2). According to Ghauri & Gronhaug (2005, p. 167), the
cross-tabulation displays the dependent variable categories in the rows and the independent variable categories in the columns. It is important to include the frequencies in the cross-tabulation and also include the total sample size for reliability and additional statistical testing purposes.
Comparing the number of employees who undergo a promotion assessment to the actual number of promotions per position provides valuable information about the effectiveness of the assessment, training, and staffing levels. If there is a significant difference between the percentage of promoted employees and those who took the assessment, further investigation is needed to determine why. Frequency distributions present data for groups in tables or histograms, summarizing their distribution patterns and offering insights into specific ranges or categories (McIntire & Miller, 2007, p. 140).

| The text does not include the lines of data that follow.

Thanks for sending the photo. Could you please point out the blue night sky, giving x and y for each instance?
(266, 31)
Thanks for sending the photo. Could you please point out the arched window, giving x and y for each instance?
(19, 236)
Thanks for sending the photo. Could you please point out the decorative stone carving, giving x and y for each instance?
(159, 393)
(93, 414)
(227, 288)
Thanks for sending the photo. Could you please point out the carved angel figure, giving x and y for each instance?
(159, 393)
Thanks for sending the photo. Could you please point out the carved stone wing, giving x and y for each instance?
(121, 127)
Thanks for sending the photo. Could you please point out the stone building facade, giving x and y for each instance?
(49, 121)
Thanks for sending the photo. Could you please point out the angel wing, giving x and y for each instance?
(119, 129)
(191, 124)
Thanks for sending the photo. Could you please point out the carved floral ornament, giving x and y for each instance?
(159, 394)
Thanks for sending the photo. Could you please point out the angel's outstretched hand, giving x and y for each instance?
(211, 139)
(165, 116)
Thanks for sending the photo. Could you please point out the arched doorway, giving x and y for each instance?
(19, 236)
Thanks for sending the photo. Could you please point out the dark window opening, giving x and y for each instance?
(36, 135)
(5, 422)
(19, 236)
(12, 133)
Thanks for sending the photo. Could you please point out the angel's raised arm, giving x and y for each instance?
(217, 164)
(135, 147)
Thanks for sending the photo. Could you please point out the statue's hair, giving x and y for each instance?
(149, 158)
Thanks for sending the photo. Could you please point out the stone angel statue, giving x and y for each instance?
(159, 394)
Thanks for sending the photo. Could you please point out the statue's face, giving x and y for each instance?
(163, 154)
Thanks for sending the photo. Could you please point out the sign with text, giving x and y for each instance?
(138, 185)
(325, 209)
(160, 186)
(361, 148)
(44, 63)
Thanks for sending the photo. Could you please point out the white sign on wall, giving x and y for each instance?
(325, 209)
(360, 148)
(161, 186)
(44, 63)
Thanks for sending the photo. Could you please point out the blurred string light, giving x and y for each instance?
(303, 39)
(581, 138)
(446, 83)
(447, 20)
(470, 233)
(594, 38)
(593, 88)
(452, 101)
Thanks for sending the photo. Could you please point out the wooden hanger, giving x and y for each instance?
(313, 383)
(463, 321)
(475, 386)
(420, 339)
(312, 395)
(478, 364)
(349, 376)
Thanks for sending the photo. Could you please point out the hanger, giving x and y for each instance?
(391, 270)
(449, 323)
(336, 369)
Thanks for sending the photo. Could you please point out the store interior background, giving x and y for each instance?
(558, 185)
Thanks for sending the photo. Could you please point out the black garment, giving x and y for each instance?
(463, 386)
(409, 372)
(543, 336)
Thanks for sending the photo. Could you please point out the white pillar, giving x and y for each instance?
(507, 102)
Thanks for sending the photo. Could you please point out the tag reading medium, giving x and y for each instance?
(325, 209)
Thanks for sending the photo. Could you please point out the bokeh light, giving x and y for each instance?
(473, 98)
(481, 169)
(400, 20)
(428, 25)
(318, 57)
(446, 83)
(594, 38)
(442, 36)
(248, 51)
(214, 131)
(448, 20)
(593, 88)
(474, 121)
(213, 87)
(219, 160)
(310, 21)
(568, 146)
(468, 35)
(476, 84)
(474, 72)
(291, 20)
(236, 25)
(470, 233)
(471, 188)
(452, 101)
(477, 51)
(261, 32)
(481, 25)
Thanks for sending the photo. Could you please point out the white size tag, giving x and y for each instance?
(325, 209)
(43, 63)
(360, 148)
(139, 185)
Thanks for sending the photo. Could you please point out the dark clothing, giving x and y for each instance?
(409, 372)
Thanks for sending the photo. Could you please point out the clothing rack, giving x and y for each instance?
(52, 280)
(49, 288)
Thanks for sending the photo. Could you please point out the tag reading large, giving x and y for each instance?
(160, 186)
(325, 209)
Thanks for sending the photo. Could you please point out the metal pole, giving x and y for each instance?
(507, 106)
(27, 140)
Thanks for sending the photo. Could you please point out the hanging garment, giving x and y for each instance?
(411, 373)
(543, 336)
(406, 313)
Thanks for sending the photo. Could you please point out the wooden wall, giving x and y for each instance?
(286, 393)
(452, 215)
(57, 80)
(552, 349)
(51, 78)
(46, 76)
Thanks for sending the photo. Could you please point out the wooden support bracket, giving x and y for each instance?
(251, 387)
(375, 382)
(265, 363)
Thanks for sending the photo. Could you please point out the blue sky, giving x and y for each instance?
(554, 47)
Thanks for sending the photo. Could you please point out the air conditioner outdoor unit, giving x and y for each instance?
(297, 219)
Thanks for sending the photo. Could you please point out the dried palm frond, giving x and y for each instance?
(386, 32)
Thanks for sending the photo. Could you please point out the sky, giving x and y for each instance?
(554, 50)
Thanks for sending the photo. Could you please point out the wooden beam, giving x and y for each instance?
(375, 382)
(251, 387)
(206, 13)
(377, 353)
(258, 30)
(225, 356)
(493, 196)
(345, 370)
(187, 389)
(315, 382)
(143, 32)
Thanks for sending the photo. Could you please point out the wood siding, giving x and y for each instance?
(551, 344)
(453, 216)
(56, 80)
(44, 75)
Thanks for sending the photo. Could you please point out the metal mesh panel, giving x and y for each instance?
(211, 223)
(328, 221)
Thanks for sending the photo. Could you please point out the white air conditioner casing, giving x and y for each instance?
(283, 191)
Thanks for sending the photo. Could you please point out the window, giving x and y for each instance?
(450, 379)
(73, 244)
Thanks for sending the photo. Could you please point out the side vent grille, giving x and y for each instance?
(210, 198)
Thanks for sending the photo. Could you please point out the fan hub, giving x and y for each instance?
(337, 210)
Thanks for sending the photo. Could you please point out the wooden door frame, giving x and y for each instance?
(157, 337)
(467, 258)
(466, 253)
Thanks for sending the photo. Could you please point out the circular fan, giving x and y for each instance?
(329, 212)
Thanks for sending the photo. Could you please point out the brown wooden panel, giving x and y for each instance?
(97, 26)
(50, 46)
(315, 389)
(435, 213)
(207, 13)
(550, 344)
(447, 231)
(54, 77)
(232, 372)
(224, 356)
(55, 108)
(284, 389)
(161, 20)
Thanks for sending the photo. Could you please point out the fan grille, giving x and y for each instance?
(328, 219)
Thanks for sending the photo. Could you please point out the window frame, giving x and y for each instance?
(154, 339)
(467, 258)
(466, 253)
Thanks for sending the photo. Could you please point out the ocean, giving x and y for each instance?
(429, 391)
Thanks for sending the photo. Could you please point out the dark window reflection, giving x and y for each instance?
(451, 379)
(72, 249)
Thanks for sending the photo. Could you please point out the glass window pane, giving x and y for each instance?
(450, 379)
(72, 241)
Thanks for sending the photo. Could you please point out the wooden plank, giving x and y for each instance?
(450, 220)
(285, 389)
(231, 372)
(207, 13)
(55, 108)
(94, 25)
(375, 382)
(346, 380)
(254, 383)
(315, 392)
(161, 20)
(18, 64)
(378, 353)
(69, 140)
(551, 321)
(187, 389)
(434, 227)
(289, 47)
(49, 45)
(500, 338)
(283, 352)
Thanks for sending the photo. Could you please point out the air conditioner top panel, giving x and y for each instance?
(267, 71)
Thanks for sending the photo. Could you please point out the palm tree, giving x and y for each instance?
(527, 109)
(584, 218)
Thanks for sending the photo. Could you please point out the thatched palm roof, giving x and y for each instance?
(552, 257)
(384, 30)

2). The method outlined in this paragraph can be used to analyze the pattern (i.e. number and percentage) of employees who scored within certain test score ranges. This method is efficient in summarizing distribution values, which helps identify possible training and assessment issues. By doing so, timely and proactive solutions can be implemented instead of reactive and potentially inappropriate adjustments. In conclusion, evaluating the effectiveness of current staffing, training, and HR assessments is crucial for both individual and organizational success.
The text focuses on the data and statistical techniques utilized for testing in the case of Ayles Networks. The mentioned techniques include t-test, ANOVA, regression analysis, cross-tabulation, and frequency distribution. Various statistical models can be employed for research purposes, each yielding different results; hence it is crucial to choose the appropriate model. Moreover, comprehending how to analyze and interpret the outcomes plays a vital role in evaluating program effectiveness and making organizational
decisions.
References
- Ghauri, P., & Gronhaug, K. (2005).
- Research methods in business studies: A practical guide (3rd ed). New Jersey: Prentice-Hall.
- Hopkins W.G. (2000). A new view of statistics.
Retrieved from http://www.sportsci.org/resource/stats/ttest.html
McIntire, S. A.
, & Miller, L. A. (2007). Foundations of psychological testing: A practical approach (2nd ed.). London: Sage StatSoft, Inc.
The Electronic statistics textbook was published in 2011 and is located in Tulsa, OK. It can be accessed at http://www. statsoft.
com/textbook/ University of Phoenix (2011) Week Six syllabus. Retrieved from University of Phoenix HRM/558—Research in Human Resource Management course website.